Paris (awp/afp) - Les millions d'euros de primes attribuées au patron du groupe automobile Stellantis (Peugeot-Citroën-Fiat...) Carlos Tavares pour l'année 2021 sont contestés par des actionnaires, des syndicats et jusque dans le champ politique, à quelques jours du second tour de la présidentielle.

Le directeur général du quatrième groupe automobile mondial, né de la fusion en janvier 2021 des groupes Peugeot-Citroën-Opel (PSA) et Fiat-Chrysler (FCA), devrait toucher 19 millions d'euros pour l'exceptionnelle année 2021, selon Stellantis.

A côté d'un salaire fixe de 2 millions d'euros, la part variable constitue la majorité (89%) de sa rémunération, avec notamment 7,5 millions liés à sa performance en 2021, une prime de 1,7 million liée à la création de Stellantis, et des attributions d'actions gratuites fondées sur des objectifs à 2026, évaluées à 5,6 millions d'euros par Stellantis pour l'année 2021, mais à beaucoup plus par un actionnaire.

"C'est choquant mais moins choquant que pour d'autres", a commenté mercredi la candidate du RN à la présidentielle Marine Le Pen, soulignant que "pour une fois il a obtenu de bons résultats".
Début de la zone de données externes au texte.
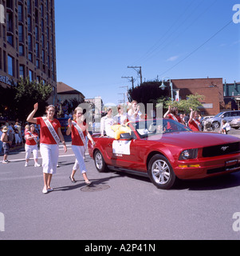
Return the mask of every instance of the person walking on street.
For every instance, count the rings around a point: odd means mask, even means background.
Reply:
[[[2,134],[1,136],[1,142],[2,142],[2,149],[3,149],[2,163],[9,163],[9,161],[7,160],[7,154],[9,153],[9,144],[10,144],[11,142],[8,139],[8,135],[7,135],[8,128],[6,126],[4,126],[2,131]]]
[[[61,124],[54,118],[55,106],[46,107],[46,117],[33,118],[38,109],[38,103],[34,104],[33,110],[27,118],[27,122],[40,125],[40,152],[42,158],[44,187],[42,193],[53,191],[50,186],[53,174],[56,174],[59,155],[60,140],[64,145],[64,152],[67,146],[61,131]]]
[[[68,120],[69,127],[66,130],[66,134],[69,135],[71,134],[72,137],[72,150],[76,156],[75,164],[73,168],[72,174],[69,178],[73,183],[76,182],[74,179],[74,174],[78,168],[81,170],[81,174],[85,179],[85,184],[89,186],[91,182],[87,177],[87,168],[85,164],[84,153],[85,150],[85,137],[91,141],[92,144],[94,146],[95,142],[88,131],[87,125],[83,122],[83,110],[81,107],[77,107],[73,114],[73,121],[69,118]]]
[[[38,159],[38,150],[37,142],[39,142],[38,134],[35,131],[35,126],[33,124],[30,125],[30,130],[26,132],[26,162],[25,167],[29,166],[29,161],[30,158],[31,152],[33,154],[34,158],[34,167],[40,167],[41,165],[37,162]]]
[[[188,121],[188,127],[194,131],[201,131],[202,125],[200,123],[200,121],[199,120],[198,111],[194,111],[191,108],[190,108],[190,110],[191,114]]]

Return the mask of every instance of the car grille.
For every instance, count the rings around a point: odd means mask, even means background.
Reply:
[[[239,168],[240,168],[240,163],[238,163],[236,165],[227,166],[227,167],[222,166],[219,168],[210,169],[210,170],[207,170],[207,174],[213,174],[217,173],[222,173],[226,170],[237,170]]]
[[[210,158],[238,152],[240,152],[240,142],[234,142],[204,147],[203,149],[203,157]]]

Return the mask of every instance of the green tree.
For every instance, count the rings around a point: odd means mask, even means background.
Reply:
[[[179,102],[171,102],[171,99],[168,99],[163,102],[161,102],[161,99],[159,99],[159,103],[163,103],[164,109],[167,109],[168,106],[176,106],[179,112],[188,114],[191,112],[190,108],[192,108],[194,110],[199,110],[199,106],[203,106],[200,101],[204,98],[204,95],[195,94],[187,95],[187,99],[183,99]]]
[[[0,86],[0,113],[10,120],[19,118],[25,122],[34,103],[38,102],[37,114],[41,115],[52,90],[50,85],[30,82],[29,78],[21,78],[16,86],[12,84],[10,87]]]
[[[159,98],[166,98],[168,90],[160,90],[161,82],[159,81],[144,82],[140,86],[128,90],[128,101],[136,100],[147,106],[147,103],[155,103]]]
[[[42,82],[30,82],[29,78],[21,78],[15,86],[16,112],[20,120],[26,120],[27,115],[32,111],[34,103],[38,102],[38,114],[45,113],[46,101],[53,91],[50,85],[44,85]]]

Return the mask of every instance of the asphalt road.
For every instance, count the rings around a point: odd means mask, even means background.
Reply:
[[[61,147],[54,190],[43,194],[41,168],[33,160],[25,167],[24,158],[14,152],[10,163],[0,164],[0,239],[240,238],[233,229],[239,226],[233,216],[240,212],[240,173],[160,190],[145,178],[99,174],[87,156],[93,182],[87,188],[79,172],[70,182],[75,158],[71,146],[66,154]]]

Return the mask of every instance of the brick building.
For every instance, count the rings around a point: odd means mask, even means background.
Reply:
[[[57,93],[54,0],[0,0],[0,86],[21,77]]]
[[[240,82],[223,84],[225,108],[231,110],[240,109]]]
[[[180,99],[187,99],[190,94],[202,94],[203,115],[214,115],[224,106],[222,78],[172,79],[172,88],[179,91]]]

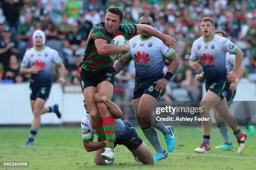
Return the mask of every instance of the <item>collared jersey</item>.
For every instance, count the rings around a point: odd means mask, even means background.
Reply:
[[[32,82],[38,82],[51,81],[52,64],[59,65],[61,62],[57,51],[45,47],[39,51],[35,48],[28,50],[25,53],[20,65],[21,67],[30,68],[36,65],[40,69],[37,74],[31,74]]]
[[[83,69],[90,71],[97,71],[114,64],[114,60],[109,56],[100,55],[98,53],[94,41],[98,38],[105,40],[110,44],[114,38],[123,35],[125,39],[137,34],[137,28],[134,24],[123,24],[119,26],[117,32],[114,35],[108,33],[105,27],[105,22],[96,25],[92,28],[87,39],[87,44],[84,48],[84,55],[80,65]]]
[[[131,50],[125,56],[134,61],[137,77],[155,81],[164,75],[163,68],[166,58],[175,52],[155,37],[143,40],[141,35],[129,41]]]
[[[121,119],[114,119],[115,122],[115,134],[118,138],[127,132],[128,129]],[[81,122],[82,129],[82,138],[83,139],[93,139],[93,135],[97,135],[91,123],[91,118],[89,114],[86,113]]]
[[[200,61],[207,82],[225,80],[226,53],[234,54],[238,48],[226,38],[213,35],[212,40],[205,42],[202,36],[193,43],[189,60]]]

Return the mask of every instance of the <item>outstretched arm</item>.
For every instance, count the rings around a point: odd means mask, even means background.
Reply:
[[[103,102],[108,106],[110,113],[114,119],[120,119],[123,115],[123,112],[120,108],[115,103],[111,102],[105,96],[100,93],[96,93],[94,95],[94,100],[96,102]]]
[[[133,58],[131,57],[123,56],[115,62],[113,67],[116,74],[118,74],[132,59]]]
[[[243,58],[243,53],[239,48],[238,49],[236,53],[236,62],[233,68],[233,70],[229,72],[227,76],[228,80],[230,82],[235,80],[237,76],[238,69],[240,67],[242,60]]]
[[[146,24],[136,24],[137,27],[137,35],[145,33],[156,37],[163,41],[163,42],[167,47],[175,49],[177,41],[175,39],[169,35],[165,35],[153,27]]]
[[[107,41],[102,39],[97,39],[94,41],[97,52],[100,55],[108,56],[112,54],[119,53],[127,53],[130,50],[130,46],[125,44],[123,45],[114,45],[107,44]]]

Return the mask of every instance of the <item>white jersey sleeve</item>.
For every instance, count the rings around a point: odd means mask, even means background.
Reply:
[[[193,42],[192,48],[191,49],[191,53],[189,57],[189,60],[196,61],[198,60],[198,55],[196,51],[196,40]]]
[[[174,50],[172,48],[169,48],[168,47],[165,45],[164,43],[161,44],[160,48],[161,52],[162,52],[162,54],[165,58],[169,57],[175,52],[175,50]]]
[[[236,52],[238,47],[228,38],[223,37],[221,39],[222,46],[225,51],[234,54]]]
[[[130,40],[129,41],[129,46],[130,46],[130,48],[132,48],[132,41],[133,41],[132,40]],[[129,50],[129,51],[128,52],[127,52],[126,54],[125,54],[124,56],[125,57],[131,57],[132,58],[133,57],[131,55],[131,50]]]
[[[89,114],[86,114],[81,122],[81,127],[82,129],[82,139],[93,139],[94,130],[91,124],[91,120]]]
[[[28,68],[30,67],[29,51],[29,50],[27,51],[25,53],[24,57],[23,57],[22,62],[20,64],[20,67],[21,68]]]
[[[52,60],[53,62],[55,63],[56,65],[59,65],[61,63],[61,60],[59,55],[59,53],[55,50],[52,49]]]

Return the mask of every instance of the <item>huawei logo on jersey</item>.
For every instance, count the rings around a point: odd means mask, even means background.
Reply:
[[[45,67],[45,63],[41,60],[36,60],[36,61],[33,62],[33,66],[34,65],[39,67],[41,70],[43,70]]]
[[[212,55],[210,55],[210,54],[206,53],[204,53],[202,56],[201,56],[201,60],[202,60],[202,62],[204,64],[206,64],[207,61],[209,64],[212,64],[214,61],[214,58]]]
[[[134,55],[134,60],[137,64],[142,61],[144,64],[147,64],[150,60],[149,56],[148,54],[145,54],[144,51],[142,51],[141,54],[140,51],[138,51],[137,54]]]

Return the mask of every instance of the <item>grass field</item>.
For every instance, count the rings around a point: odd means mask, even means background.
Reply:
[[[22,145],[28,136],[29,127],[0,127],[0,161],[29,161],[28,169],[33,170],[256,169],[255,134],[248,139],[245,150],[238,155],[237,144],[231,132],[230,136],[235,146],[233,150],[214,149],[223,142],[218,130],[214,127],[211,136],[211,150],[199,154],[195,153],[194,149],[201,142],[201,128],[177,127],[175,129],[176,147],[172,153],[169,153],[167,159],[156,162],[153,166],[143,165],[133,160],[125,147],[118,145],[115,149],[114,165],[96,166],[93,152],[88,152],[83,148],[80,127],[42,127],[36,137],[34,145],[31,147]],[[154,152],[140,128],[137,128],[137,130]],[[163,136],[160,134],[159,136],[166,148]]]

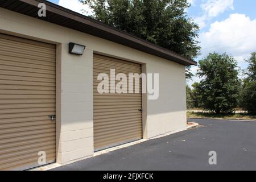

"Evidemment que ce ne sont pas des chiffres normaux", a estimé le porte-parole du gouvernement Gabriel Attal, pour qui "il faut continuer à agir au niveau européen (...) s'agissant de la taxation minimale des grands groupes", mais aussi "sur la question du partage de la valeur en entreprise".

Pour sa première année d'existence, dans un contexte très compliqué pour l'industrie automobile, Stellantis a dégagé un bénéfice net de 13,4 milliards d'euros, presque triplé par rapport à 2020. Le groupe franco-italo-américain a son domicile fiscal aux Pays-Bas.

La société de gestion PhiTrust, actionnaire minoritaire de Stellantis, a annoncé mardi avoir voté contre la rémunération de M. Tavares. Elle l'évalue à 66 millions d'euros pour l'année 2021, en liquide et en actions, si de très ambitieux objectifs de long-terme sont atteints à leur maximum en 2028, et que l'action reste au moins à son niveau actuel.

Cette rémunération "est-elle justifiée socialement alors que le groupe va devoir probablement faire face à des restructurations massives avec des suppressions d'emplois à la clé compte tenu de ses surcapacités de production?" s'interroge PhiTrust dans un communiqué.

Contactée, la direction de Stellantis a souligné que "le chiffre annoncé par PhiTrust est faux, et le salaire de Carlos Tavares pour 2021 est bien de 19,1 millions d'euros".

Le versement de cette rémunération n'est pas conditionnée à l'approbation de l'assemblée générale.

Pas d'augmentation générale

Pour la CFDT, cette rémunération a "du mal à passer auprès des salariés à qui on demande tous les jours des efforts de compétitivité".

A l'issue des négociations annuelles, la direction de Stellantis n'avait pas proposé d'augmentation générale pour ses salariés français, mais une moyenne de +3,2%, soit 2,8% pour les ouvriers, et une prime d'intéressement et de participation de 4.000 euros brut minimum par salarié.

"Il est urgent que nos politiques prennent enfin de véritables mesures sur le plafonnement des salaires de nos dirigeants", a souligné Christine Virassamy, déléguée centrale CFDT. "Ces situations participent, et conduisent hélas, aux prises de positions extrêmes des citoyens lors des élections".

"L'écart ne cesse d'augmenter entre les plus bas salaires et les plus hauts salaires", selon Franck Don, secrétaire général de la CFTC chez Stellantis, qui pointe un phénomène "très inquiétant". "Tavares est un très bon capitaine d'industrie mais à un moment donné il faut rester dans le raisonnable".

Du côté de Renault, qui est un bien plus petit groupe, Luca de Meo devrait être rémunéré pour l'année 2021 à hauteur de 4,7 millions d'euros, dont 1,3 million d'euros de fixe annuel, une part variable de près de 1,9 million d'euros, et 1,5 million d'euros si Renault atteint ses objectifs dans trois ans.

Son prédécesseur Carlos Ghosn avait réduit en 2018 son salaire de 30%, à 4,7 millions annuels, sous la pression de son principal actionnaire, l'Etat français. Avec les rémunérations perçues comme dirigeant de Nissan, M. Ghosn recevait au total 15 millions d'euros par an.

Parmi les autres groupes français, le directeur général de Dassault Systèmes, Bernard Charlès, était en tête du classement du cabinet Proxinvest pour l'exercice 2020 avec 20,6 millions d'euros, devant Daniel Julien (Teleperformance, 17 millions d'euros). La rémunération de Carlos Tavares pour 2020 n'a pas été publiée.